If I’m married at the end of this year, I must file a joint income tax return with my spouse. I also expect that: No one else will be able to claim me as a dependent on their federal income tax return for this year. I’ll claim a personal exemption deduction on my federal income tax return for any individual listed on this application as my dependent who is enrolled in coverage through this Marketplace, and whose premium for coverage is paid in whole or in part by advance payments of the premium tax credit.
IF ANY OF THE ABOVE CHANGES:
I understand that it may impact my ability to get the premium tax credit. I also understand that when I file my federal income tax return for this year, the Internal Revenue Service (IRS) will compare the income on my tax return with the income on my application. I understand that if the income on my tax return is lower than the amount of income on my application, I may be eligible to get an additional premium tax credit amount. On the other hand, if the income on my tax return is higher than the amount of income on my application, I may owe additional federal income tax.
I understand the foregoing does not constitute tax advice provided by GoVine Insurance LLC to me, and that should I have any questions regarding any tax credits for which I may be eligible, my tax returns, or any other related tax matters, I should consult a qualified tax advisor prior to enrolling in health insurance coverage provided via the Marketplace.
Electronic Signatures and Communications:
I consent to the use of an electronic signature to sign all forms presented to me by GoVine Insurance LLC during the health insurance enrollment process, including, without limitation, to signing this form below, unless and until I withdraw my consent to the use of electronic signatures by providing notice to the address below.
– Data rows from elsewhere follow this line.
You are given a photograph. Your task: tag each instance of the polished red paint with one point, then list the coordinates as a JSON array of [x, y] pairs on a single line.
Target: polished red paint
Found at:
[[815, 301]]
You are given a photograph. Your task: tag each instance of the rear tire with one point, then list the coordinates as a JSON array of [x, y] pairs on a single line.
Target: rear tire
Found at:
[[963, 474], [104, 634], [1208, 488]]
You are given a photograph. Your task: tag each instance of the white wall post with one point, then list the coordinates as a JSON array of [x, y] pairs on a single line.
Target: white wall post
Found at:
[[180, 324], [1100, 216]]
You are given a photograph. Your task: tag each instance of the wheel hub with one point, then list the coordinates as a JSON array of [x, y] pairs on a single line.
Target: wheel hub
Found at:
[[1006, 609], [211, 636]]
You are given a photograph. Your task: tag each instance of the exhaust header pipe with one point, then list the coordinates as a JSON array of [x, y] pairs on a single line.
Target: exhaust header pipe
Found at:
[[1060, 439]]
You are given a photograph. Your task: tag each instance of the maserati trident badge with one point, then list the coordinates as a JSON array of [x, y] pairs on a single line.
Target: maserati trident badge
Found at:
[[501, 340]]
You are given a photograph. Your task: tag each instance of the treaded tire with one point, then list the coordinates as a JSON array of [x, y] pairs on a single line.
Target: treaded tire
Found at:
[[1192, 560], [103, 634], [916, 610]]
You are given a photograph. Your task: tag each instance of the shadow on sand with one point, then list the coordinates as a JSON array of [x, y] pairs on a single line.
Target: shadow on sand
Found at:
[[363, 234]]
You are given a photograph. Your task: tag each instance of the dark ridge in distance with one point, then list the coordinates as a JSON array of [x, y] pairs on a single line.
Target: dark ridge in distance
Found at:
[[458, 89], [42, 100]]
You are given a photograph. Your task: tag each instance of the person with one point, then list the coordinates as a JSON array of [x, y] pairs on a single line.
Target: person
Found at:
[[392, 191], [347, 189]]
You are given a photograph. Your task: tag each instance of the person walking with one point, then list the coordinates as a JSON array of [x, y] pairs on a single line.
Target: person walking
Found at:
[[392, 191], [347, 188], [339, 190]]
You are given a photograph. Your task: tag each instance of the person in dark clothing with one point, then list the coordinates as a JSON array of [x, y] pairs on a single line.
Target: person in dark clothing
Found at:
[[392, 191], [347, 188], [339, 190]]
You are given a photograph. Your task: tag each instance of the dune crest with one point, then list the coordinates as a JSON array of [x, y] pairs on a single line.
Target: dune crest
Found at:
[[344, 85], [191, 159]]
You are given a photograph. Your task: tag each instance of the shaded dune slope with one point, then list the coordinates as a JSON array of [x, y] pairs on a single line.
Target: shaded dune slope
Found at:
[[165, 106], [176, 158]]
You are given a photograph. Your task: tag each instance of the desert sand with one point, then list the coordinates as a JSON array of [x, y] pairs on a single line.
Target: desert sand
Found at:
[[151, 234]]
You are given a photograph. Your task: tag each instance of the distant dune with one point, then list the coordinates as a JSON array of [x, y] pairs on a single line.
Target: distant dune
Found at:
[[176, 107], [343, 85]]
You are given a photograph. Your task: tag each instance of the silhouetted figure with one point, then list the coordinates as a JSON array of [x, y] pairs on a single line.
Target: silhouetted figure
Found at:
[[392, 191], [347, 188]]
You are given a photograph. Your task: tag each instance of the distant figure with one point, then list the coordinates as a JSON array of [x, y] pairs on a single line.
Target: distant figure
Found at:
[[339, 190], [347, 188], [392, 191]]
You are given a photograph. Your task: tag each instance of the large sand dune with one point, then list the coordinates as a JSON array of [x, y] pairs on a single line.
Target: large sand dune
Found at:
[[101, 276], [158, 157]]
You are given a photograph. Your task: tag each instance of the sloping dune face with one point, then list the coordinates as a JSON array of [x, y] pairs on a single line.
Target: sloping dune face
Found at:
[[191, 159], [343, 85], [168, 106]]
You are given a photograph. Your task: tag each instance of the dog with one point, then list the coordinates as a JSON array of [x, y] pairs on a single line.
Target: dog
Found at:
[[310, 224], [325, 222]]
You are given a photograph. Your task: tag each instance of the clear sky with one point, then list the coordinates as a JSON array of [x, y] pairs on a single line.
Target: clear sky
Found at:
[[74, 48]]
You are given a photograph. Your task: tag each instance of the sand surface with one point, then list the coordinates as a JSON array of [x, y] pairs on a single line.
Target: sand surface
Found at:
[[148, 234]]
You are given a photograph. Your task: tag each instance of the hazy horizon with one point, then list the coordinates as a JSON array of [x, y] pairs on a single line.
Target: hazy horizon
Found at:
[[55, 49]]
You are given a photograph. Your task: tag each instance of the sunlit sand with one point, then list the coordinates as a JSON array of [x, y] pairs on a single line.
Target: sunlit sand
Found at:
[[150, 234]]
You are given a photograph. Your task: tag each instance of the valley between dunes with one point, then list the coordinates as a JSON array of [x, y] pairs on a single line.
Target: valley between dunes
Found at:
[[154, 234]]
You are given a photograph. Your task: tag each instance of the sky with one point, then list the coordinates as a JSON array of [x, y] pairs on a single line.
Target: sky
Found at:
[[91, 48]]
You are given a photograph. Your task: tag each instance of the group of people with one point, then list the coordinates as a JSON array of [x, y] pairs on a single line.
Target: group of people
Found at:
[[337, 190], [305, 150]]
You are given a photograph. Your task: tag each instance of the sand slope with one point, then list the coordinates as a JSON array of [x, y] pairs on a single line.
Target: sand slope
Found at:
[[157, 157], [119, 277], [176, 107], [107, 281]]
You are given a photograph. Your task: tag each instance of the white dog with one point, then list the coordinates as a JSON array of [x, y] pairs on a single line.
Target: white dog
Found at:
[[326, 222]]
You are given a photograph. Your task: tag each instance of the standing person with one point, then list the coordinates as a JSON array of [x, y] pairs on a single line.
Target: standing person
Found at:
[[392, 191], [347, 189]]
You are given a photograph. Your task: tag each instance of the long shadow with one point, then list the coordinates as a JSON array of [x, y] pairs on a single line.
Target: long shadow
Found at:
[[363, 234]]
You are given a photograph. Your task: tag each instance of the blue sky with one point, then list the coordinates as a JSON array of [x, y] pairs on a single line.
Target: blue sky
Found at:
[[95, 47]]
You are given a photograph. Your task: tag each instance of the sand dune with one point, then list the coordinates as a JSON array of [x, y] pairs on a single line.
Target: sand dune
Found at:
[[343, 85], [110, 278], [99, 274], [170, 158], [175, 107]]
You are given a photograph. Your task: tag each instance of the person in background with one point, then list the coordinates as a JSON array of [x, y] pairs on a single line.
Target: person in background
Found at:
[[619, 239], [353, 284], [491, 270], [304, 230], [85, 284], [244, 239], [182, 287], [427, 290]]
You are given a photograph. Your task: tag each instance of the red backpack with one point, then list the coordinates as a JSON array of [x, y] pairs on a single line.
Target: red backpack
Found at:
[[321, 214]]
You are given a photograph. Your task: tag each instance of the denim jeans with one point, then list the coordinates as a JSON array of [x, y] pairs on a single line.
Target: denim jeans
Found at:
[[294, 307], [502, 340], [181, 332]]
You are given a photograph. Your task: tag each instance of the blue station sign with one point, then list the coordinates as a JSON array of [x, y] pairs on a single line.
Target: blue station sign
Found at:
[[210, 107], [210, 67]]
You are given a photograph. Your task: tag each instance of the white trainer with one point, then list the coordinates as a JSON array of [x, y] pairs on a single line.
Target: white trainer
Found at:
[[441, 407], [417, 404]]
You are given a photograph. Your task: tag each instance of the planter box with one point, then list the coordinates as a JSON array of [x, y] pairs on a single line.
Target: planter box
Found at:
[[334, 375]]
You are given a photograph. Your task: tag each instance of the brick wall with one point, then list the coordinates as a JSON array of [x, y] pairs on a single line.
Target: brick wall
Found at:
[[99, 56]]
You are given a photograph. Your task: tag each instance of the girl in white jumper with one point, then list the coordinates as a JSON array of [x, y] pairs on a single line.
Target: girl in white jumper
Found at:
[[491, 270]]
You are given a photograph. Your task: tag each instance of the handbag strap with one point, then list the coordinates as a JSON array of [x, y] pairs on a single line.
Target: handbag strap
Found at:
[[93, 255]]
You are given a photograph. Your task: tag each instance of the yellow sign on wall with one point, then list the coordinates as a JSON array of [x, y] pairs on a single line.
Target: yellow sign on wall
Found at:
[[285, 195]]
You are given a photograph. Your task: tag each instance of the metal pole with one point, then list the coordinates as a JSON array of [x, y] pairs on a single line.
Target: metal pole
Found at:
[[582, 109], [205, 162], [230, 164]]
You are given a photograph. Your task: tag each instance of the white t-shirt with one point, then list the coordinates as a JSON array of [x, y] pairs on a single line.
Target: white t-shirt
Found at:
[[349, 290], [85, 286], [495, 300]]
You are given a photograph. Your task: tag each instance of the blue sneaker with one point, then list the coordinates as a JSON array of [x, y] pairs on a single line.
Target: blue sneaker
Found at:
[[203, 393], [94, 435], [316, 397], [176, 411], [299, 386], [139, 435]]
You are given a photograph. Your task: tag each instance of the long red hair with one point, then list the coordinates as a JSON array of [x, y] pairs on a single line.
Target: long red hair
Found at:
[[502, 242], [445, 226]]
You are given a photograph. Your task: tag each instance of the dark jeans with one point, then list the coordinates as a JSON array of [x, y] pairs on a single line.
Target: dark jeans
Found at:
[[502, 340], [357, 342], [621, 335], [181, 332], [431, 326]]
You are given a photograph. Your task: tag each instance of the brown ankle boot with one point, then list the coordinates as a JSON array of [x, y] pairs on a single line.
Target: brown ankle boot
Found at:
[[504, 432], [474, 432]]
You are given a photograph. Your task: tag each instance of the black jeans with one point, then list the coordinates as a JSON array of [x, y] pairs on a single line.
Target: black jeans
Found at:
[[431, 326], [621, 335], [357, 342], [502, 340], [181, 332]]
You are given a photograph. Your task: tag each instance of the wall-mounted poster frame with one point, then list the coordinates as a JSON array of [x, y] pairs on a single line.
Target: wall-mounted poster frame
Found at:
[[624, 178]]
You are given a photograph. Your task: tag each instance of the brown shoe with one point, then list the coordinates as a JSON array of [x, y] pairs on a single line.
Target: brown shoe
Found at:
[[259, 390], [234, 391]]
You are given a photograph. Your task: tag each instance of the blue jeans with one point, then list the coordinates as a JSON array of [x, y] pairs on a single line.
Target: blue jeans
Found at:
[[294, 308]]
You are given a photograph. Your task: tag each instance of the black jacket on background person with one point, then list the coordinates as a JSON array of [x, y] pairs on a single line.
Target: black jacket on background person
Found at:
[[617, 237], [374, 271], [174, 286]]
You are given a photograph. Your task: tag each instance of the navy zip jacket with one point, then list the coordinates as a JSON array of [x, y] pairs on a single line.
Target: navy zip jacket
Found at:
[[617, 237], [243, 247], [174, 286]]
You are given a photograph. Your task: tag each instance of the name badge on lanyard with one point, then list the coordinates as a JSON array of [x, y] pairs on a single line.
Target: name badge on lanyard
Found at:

I agree that this consent is effective on the date that I affix my signature below and by supplying my initials above. By signing below, I agree to be legally bound as if I had signed this form and other documents with a handwritten signature, and I acknowledge that I have reviewed and I agree to the above terms and conditions. By signing below, I am providing my express written consent to receive emails, telephone calls, text messages, and artificial or pre-recorded messages from GoVine Insurance LLC regarding this form and any health insurance coverage applied for on my behalf by GoVine Insurance LLC.
I understand that at this time I have not yet applied for Federally Facilitated Exchange health insurance, and that GoVine Insurance LLC will be using the information and consents I provide herein to fill out, sign on my behalf, and submit the Federally Facilitated Exchange application. If you have any questions, please contact GoVine Insurance LLC at [email protected]. This form is used to help to find insurance for you and your family.
The information provided must be accurate for the subsidies to be accurate. Failure to provide the correct information could result in claims being invalidated or the termination of your insurance policy. By submitting an application, you confirm that the information is accurate to the best of your knowledge.